When the lesion is in the optic nerve (ON), the change in visual function
occurs only in that eye.- When it is close to the chiasm (CH) in the optic tract
(OT), it causes loss of visual field on the opposite side. If both optic
tracts are damaged, the person has no visual perception but light related diurnal
rhythm is still possible, if visual information can get to the pineal body via the
small suprachiasmatic nucleus (supra=above, nucleus above the chiasm).
When the lesion is in the optic tracts close to the lateral geniculate nucleus, visual information can enter the tectal pathway and via it to cortical functions in the parietal lobe that are related to spatial awareness of the visual space and visuomotor functions. This information has not gone through form analysis in the primary visual cortex and in the ventral stream so recognition of forms is poor although detection of long lines (grating acuity at different contrast levels) may be good.
When the lesion is in the optic radiation (OR), total damage to the pathway
is rare. More often there are small lesions causing a Swiss cheese like loss of
fibers with corresponding patchy loss of visual field.

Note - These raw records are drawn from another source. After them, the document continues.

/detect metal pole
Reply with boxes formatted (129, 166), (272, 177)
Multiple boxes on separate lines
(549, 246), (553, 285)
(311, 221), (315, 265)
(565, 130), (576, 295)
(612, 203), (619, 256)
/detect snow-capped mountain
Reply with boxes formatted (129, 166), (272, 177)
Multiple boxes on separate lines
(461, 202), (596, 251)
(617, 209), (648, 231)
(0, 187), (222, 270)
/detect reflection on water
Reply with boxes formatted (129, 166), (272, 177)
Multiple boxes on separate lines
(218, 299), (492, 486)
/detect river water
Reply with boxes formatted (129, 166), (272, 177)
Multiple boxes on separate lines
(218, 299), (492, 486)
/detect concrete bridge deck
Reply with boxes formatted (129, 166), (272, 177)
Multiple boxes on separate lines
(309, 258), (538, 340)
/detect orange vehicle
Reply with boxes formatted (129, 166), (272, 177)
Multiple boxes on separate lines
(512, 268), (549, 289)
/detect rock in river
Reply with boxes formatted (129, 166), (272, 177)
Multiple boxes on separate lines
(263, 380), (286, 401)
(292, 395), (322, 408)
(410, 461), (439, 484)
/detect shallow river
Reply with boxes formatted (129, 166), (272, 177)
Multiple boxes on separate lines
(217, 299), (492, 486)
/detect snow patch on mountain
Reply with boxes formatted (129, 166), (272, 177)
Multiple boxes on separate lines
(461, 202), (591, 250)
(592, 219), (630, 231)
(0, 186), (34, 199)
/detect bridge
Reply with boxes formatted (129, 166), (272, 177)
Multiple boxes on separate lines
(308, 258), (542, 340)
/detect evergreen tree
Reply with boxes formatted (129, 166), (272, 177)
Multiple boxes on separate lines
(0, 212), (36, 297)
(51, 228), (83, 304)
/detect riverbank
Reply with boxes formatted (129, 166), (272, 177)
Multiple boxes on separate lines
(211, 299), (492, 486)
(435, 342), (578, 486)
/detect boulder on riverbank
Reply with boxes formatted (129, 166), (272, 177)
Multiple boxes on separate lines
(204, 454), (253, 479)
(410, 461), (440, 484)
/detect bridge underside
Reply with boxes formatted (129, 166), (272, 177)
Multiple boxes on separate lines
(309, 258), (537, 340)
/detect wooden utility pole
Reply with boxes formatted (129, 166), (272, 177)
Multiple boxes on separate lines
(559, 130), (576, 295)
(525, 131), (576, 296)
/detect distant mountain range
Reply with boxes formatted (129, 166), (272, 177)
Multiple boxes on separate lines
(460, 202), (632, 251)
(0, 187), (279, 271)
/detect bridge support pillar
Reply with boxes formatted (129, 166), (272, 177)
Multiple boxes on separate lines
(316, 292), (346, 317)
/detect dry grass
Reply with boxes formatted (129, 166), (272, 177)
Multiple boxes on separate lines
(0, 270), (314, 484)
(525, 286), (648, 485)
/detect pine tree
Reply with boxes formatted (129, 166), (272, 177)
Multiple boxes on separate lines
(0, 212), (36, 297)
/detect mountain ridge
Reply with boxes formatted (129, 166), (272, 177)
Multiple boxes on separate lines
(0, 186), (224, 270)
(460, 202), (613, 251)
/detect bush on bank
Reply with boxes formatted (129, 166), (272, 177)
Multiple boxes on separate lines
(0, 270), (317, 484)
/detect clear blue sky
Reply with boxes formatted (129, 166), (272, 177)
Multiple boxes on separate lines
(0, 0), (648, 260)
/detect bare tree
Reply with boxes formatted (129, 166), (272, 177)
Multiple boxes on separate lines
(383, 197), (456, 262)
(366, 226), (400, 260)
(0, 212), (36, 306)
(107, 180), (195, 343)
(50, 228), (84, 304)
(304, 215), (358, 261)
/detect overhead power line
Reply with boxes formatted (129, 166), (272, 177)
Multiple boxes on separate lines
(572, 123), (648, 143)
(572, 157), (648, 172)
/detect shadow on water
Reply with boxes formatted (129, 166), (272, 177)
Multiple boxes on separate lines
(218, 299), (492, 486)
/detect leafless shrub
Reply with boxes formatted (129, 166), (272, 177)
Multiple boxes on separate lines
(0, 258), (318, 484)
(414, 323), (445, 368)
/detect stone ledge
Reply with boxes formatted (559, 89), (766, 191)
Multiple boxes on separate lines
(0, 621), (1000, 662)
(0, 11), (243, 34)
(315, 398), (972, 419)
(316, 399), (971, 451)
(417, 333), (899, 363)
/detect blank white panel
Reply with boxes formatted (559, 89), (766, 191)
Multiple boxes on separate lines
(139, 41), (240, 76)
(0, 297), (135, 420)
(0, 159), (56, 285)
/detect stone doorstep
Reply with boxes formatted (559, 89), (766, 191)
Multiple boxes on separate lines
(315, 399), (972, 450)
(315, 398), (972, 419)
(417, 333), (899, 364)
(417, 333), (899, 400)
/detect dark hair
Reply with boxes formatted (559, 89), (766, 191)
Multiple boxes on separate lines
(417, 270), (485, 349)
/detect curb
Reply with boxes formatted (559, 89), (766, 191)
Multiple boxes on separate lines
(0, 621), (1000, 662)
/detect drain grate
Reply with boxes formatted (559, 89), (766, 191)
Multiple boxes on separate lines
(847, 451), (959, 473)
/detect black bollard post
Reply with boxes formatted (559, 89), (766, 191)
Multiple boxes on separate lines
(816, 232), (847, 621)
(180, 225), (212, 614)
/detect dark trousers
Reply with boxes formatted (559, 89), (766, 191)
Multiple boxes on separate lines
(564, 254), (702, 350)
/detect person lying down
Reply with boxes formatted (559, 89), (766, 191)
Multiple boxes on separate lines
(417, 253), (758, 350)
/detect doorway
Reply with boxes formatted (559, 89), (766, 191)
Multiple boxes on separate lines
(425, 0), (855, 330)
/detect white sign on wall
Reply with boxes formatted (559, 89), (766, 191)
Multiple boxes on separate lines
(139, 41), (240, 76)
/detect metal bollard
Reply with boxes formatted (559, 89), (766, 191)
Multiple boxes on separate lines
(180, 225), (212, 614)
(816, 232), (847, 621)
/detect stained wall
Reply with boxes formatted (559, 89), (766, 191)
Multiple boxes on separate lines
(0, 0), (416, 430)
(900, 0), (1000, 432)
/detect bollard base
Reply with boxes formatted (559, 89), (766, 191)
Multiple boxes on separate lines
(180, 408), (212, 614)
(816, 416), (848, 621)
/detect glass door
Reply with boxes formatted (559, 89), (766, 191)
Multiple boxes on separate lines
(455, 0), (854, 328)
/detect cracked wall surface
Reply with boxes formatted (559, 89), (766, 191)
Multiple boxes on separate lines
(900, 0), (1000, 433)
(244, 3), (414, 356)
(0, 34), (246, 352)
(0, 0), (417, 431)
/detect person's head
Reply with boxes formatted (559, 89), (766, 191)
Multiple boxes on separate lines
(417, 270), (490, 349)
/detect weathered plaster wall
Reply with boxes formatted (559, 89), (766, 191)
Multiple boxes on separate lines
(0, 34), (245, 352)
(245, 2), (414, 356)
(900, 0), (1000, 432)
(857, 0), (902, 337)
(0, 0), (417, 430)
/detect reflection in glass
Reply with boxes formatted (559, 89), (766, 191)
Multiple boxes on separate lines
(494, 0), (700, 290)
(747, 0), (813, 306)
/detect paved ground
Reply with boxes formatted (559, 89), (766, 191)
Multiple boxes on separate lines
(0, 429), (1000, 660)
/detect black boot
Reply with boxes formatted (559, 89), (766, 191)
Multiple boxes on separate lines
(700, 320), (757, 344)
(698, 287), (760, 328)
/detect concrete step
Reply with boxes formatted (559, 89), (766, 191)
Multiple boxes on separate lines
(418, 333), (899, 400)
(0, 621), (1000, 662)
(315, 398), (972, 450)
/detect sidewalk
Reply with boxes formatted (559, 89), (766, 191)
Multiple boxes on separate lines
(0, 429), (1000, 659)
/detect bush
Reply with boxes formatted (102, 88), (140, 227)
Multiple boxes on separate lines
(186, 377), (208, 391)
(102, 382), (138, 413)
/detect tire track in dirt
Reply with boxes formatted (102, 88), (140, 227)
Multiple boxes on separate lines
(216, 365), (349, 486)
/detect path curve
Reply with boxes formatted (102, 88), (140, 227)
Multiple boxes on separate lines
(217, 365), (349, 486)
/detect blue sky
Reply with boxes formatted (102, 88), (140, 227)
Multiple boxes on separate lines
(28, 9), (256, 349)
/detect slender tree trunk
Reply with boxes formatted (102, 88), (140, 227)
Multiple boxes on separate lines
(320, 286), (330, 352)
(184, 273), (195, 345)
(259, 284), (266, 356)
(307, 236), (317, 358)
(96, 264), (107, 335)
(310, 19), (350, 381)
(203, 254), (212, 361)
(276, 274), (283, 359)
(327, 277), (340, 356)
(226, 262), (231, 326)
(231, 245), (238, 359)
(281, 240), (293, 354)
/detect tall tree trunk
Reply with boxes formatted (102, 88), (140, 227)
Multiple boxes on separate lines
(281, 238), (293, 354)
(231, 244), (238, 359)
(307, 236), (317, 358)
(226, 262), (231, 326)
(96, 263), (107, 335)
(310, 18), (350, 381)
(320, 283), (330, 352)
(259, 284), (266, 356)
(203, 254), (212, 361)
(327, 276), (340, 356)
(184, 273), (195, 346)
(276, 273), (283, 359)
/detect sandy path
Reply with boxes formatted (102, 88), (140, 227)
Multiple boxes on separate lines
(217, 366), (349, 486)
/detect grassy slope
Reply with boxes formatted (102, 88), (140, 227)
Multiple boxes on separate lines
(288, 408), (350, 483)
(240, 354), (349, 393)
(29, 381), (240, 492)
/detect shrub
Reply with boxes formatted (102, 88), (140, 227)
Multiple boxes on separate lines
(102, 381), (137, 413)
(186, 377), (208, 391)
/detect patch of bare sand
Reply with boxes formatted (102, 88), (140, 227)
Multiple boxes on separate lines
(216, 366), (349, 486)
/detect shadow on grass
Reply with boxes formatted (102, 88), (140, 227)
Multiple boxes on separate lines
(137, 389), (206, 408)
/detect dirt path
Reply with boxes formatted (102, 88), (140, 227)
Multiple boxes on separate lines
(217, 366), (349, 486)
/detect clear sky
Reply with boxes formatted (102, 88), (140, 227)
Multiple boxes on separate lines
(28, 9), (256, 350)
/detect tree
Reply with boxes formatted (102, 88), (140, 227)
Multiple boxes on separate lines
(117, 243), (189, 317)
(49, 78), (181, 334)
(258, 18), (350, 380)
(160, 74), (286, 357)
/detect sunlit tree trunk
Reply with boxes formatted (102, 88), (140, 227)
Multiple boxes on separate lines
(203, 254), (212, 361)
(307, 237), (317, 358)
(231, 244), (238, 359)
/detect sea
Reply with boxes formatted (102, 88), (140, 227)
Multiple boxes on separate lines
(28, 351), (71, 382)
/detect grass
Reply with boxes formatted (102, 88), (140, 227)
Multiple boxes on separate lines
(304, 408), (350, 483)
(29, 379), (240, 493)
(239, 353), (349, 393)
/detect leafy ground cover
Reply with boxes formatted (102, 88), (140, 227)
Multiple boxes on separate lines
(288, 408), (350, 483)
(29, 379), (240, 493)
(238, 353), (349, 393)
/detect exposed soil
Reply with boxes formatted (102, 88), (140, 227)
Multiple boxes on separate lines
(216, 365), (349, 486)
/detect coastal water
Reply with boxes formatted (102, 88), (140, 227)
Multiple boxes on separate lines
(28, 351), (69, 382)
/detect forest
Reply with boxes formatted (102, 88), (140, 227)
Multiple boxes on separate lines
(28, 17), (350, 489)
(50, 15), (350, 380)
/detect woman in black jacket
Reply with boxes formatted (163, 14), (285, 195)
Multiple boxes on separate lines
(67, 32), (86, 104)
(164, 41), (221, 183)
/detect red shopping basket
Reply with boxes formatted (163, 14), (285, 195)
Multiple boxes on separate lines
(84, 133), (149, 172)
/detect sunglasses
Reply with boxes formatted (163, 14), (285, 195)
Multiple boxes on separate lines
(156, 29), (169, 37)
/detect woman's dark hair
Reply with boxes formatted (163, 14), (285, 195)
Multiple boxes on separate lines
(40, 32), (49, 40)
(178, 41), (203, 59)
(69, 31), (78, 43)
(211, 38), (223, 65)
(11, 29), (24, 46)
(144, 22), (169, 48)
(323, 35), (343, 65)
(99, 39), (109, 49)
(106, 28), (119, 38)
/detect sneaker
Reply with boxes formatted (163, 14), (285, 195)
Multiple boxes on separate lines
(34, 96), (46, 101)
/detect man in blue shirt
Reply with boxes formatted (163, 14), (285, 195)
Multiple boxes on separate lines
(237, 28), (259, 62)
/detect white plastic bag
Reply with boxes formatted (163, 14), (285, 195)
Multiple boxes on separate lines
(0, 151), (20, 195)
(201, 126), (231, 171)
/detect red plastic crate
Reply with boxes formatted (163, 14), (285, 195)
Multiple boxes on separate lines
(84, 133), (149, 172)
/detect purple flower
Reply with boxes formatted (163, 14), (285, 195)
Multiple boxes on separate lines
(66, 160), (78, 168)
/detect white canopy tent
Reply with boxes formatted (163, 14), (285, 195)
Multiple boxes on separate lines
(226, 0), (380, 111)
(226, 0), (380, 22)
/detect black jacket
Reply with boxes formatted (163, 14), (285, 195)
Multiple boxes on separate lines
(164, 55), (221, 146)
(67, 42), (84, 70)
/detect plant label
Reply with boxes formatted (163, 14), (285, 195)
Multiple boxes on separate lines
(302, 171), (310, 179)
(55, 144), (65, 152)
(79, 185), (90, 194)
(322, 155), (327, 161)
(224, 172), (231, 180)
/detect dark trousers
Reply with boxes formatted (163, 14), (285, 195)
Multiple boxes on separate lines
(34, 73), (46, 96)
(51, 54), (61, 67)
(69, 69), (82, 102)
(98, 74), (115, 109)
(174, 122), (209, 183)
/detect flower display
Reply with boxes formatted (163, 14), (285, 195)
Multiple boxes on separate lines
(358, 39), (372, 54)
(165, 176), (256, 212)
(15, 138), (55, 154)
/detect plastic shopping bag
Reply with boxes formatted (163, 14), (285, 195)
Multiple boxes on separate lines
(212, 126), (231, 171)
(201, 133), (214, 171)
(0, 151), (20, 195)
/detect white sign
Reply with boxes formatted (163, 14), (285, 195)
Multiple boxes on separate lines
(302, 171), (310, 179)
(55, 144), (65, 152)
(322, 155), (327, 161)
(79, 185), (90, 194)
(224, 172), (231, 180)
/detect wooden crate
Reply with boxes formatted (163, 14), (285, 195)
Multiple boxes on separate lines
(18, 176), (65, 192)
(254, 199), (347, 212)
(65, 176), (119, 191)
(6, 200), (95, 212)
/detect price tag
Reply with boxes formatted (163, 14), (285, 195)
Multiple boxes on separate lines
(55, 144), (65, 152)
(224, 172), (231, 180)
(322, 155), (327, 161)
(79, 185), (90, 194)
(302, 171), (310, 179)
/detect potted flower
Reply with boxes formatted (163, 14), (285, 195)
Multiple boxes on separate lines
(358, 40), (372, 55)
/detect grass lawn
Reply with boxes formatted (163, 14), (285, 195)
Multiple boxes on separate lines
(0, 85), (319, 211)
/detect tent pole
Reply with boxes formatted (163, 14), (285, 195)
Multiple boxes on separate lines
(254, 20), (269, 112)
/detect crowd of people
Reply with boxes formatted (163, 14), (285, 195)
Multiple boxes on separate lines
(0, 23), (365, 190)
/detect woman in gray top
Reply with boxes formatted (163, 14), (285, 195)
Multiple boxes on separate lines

When the lesion is in the visual cortex, it results in loss of part or one
half of the contralateral visual field (visual half field on the opposite
side). Diffuse metabolic changes may cause loss of certain type of information
without permanent field defects.
When the changes are in the secondary or higher visual analysis, they lead
to losses of specific functions, not to visual field defects. Damage to
the temporal, or ventral, stream (VS) results in agnosias, losses of
different recognition functions, whereas loss of function in the parietal,
dorsal stream leads to changes in visuomotor and oculomotor functions, and
egocentric orientation. Visual apraxia is a rare clinical entity caused by
changes in this part of visual pathways.
The ventral stream functions are sometimes called "what" functions, and the
dorsal stream functions "where" functions. This is an oversimplification
because we need recognition of the environment to orient in it although during
the movement we do not analyse in detail the structure of the body part moving
or the environment. The two main types of vision combine their functions and
support them with information from visual memory.
In most cases of brain damage there are lesions in several parts of the visual patways and often also motor and auditory functions. Sometimes the lesion is confined to the posterior part of the optic radiation and to the ventral stream functions (for slide click here).
Visual pathway transfers different types of visual information from the retina
via different nerve fibers. Parvocellular (P) fibers transfer colour and high
contrast black&white detail information. Magnocellular fibers (M) transfer
motion information and low contrast black&white information. The dichotomy is
present already at the retinal level, where cone cell and rod cell based vision
affect each other.
The presence of parallel visual pathways and functions is typical to the visual
system. This feature makes it possible that some visual functions are lost or
altered by a lesion and at the same time other visual functions remain normal.